Board Games and Your Brain: A Simple Solution to Mental Health Needs

Board Games, Geoffrey Parker Games

It has been projected the global board games market is due to grow to a £10 billion market in the next four years; this compares to making roughly £7 million annually according to a recent study reported by Global News Wire. Many suggest that although millennials might be a reason for this surge in the market; the documented mental and social benefits to playing board games may also be playing a massive role in this growth. Board games offer crucial mental stimulation to both the old and young; providing valuable opportunities for social skill practice and acquisition in a controlled setting.

A Controlled Social Setting

A board game often requires more than one player and can be played in a group social setting. Professor Joan Fenaughty suggests in a study she conducted that board games can help develop social skills in not just children, but in adolescents and adults as well. Positive interactions in controlled settings like a board game have helped many in her study; this includes those individuals with diagnosed mental health disorders like autism spectrum disorder. Instead of the daunting task of socializing at a party or a big dinner, board games are approachable and can benefit an individual’s social skills; especially an individual working through mental health issues.

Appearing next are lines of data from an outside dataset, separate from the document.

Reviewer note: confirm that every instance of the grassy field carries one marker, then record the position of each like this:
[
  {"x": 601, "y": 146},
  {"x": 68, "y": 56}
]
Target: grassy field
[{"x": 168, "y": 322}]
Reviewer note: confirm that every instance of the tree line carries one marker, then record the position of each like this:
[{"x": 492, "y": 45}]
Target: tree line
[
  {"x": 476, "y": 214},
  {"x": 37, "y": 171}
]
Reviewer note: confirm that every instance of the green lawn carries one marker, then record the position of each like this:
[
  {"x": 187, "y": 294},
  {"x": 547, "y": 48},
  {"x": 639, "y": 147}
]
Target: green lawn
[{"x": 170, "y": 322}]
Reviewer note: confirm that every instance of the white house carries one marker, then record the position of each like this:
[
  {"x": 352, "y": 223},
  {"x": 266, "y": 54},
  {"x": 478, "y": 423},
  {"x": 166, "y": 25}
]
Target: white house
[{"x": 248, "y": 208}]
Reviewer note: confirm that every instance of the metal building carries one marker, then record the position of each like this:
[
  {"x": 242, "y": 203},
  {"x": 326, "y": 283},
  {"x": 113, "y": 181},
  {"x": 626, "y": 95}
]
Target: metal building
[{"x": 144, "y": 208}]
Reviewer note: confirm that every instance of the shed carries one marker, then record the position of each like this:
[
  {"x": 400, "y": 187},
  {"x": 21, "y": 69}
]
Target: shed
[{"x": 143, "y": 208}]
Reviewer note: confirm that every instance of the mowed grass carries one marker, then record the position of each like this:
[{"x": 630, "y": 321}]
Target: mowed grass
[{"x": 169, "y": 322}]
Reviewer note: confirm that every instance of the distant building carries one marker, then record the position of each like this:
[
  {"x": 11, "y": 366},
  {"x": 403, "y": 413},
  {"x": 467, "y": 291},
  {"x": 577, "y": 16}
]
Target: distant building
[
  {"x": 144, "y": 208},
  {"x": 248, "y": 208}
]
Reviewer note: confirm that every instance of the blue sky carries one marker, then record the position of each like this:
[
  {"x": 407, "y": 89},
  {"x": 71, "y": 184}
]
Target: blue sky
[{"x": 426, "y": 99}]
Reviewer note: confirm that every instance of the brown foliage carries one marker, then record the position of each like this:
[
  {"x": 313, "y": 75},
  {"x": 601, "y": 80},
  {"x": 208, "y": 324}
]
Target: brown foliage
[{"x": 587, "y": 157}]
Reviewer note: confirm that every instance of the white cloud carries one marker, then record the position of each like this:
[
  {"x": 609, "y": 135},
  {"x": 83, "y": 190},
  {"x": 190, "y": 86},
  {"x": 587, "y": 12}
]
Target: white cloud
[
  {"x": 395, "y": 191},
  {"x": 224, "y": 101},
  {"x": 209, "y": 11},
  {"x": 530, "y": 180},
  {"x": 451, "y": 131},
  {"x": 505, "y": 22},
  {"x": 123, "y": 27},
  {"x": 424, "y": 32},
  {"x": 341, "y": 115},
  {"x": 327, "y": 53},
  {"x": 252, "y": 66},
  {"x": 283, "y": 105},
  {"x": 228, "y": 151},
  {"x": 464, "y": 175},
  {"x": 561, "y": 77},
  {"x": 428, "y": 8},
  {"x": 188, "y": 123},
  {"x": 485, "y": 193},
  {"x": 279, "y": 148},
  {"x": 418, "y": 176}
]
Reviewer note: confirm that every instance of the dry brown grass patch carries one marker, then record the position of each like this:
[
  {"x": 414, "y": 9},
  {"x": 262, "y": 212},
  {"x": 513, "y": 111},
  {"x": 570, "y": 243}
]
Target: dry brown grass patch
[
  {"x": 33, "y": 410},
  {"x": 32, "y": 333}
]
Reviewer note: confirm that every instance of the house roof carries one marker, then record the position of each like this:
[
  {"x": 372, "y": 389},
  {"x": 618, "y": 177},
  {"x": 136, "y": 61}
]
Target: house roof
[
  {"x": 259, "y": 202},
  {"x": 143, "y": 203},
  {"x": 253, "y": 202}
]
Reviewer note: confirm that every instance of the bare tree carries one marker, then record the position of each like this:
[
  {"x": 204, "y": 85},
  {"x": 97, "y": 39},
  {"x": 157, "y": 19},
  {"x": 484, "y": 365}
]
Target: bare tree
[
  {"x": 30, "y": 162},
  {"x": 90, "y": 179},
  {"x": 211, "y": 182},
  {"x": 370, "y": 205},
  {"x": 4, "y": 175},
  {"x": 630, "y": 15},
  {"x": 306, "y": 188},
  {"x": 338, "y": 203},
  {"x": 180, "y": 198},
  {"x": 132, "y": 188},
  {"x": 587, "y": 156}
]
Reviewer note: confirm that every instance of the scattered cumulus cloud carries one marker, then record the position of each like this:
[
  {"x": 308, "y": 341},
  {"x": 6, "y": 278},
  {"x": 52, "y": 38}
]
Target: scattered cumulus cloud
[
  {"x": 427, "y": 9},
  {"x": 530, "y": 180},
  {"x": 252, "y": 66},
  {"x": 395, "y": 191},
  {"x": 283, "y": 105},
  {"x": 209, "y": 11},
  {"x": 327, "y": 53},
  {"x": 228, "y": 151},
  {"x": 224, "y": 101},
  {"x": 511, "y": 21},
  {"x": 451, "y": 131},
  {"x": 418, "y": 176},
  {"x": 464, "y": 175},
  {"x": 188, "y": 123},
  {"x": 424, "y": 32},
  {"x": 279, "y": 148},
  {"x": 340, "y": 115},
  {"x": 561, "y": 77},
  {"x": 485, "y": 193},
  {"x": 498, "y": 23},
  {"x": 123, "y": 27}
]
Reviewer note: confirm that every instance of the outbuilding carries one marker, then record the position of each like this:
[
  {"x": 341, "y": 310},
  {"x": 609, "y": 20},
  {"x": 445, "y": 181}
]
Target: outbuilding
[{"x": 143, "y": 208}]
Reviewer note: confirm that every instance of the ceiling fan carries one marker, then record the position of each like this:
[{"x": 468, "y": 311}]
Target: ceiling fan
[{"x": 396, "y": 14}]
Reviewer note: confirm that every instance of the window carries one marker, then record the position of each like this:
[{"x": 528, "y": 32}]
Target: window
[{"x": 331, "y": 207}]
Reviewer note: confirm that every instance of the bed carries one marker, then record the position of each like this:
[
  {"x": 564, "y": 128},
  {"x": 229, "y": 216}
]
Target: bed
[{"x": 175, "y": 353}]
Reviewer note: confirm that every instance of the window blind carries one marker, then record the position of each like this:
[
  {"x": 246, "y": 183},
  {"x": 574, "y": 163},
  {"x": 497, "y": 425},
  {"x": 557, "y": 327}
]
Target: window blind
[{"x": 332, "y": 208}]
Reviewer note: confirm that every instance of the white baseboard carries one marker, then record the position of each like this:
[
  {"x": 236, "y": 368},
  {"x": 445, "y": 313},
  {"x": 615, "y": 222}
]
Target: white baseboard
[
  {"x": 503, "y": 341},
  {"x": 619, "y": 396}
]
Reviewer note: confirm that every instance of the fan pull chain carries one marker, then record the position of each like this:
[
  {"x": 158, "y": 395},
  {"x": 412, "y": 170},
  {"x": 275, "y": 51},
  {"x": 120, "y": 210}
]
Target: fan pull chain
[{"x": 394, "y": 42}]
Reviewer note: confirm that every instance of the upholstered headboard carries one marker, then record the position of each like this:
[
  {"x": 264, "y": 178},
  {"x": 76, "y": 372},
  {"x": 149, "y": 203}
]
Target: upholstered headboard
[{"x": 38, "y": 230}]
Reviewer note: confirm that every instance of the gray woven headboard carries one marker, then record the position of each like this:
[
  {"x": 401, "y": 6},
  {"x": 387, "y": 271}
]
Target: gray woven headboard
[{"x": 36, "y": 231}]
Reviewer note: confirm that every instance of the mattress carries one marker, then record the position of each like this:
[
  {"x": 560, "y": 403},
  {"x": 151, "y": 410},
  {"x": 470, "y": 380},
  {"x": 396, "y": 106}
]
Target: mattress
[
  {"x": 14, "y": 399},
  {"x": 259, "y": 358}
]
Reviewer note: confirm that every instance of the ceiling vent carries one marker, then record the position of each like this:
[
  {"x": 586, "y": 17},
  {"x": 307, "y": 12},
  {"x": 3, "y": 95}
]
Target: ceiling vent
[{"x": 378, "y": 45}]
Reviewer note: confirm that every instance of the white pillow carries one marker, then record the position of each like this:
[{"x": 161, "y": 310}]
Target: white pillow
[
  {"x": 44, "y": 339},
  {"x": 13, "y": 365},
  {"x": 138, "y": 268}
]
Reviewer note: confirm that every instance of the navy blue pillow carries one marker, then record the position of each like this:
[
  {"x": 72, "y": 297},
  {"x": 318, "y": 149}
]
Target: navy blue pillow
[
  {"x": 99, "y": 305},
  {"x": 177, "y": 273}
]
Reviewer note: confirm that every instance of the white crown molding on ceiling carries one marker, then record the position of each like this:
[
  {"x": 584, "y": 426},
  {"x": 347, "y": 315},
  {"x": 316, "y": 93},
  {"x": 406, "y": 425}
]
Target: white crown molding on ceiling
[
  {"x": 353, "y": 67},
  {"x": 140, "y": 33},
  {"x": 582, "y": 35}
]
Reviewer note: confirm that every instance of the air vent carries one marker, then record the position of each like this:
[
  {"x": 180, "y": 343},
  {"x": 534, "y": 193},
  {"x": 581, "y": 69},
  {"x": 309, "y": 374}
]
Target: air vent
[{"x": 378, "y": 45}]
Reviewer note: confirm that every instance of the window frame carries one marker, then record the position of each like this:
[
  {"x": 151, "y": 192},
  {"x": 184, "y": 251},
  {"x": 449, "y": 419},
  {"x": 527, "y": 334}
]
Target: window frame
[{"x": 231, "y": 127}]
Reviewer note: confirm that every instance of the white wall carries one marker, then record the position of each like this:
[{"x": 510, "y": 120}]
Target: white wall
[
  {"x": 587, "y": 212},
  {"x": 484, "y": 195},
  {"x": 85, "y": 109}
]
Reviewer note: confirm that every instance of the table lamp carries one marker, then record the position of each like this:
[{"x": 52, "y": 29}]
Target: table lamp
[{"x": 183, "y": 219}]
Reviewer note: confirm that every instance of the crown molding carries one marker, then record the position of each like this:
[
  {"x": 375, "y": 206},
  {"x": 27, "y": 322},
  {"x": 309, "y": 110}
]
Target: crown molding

Cognitive and Memory Stimulation

In addition to being a fun and competitive pastime, a board game can also stimulate areas of the brain responsible for complex thought and memory acquisition. It’s reported by Health Fitness Revolution; that during gameplay, the hippocampus and prefrontal cortex areas of the brain are utilised. Board games often require a player to memorise number patterns and use abstract thinking, mathematical, or problem-solving skills. These are all critical thinking skills that are valuable to a person’s mental health. Some recent studies even suggest that there is a pattern between board game play and a decline in dementia.

In addition to important cognitive stimulation, playing a board game reduces stress and feelings of loneliness. Playing board games fosters positive relationships and can help fight off feelings of isolation by giving one a sense of community. RealNetworksInc. released their findings in a recent study; it suggested that board games can even help ward off unwanted stress and provide mental balance

Put away the cell phones, turn off the TV; instead, unwind with a board game. Board games provide opportunities of practicing positive social skills while stimulating vital areas of the brain for critical thinking skills. The benefits to your mental health are countless.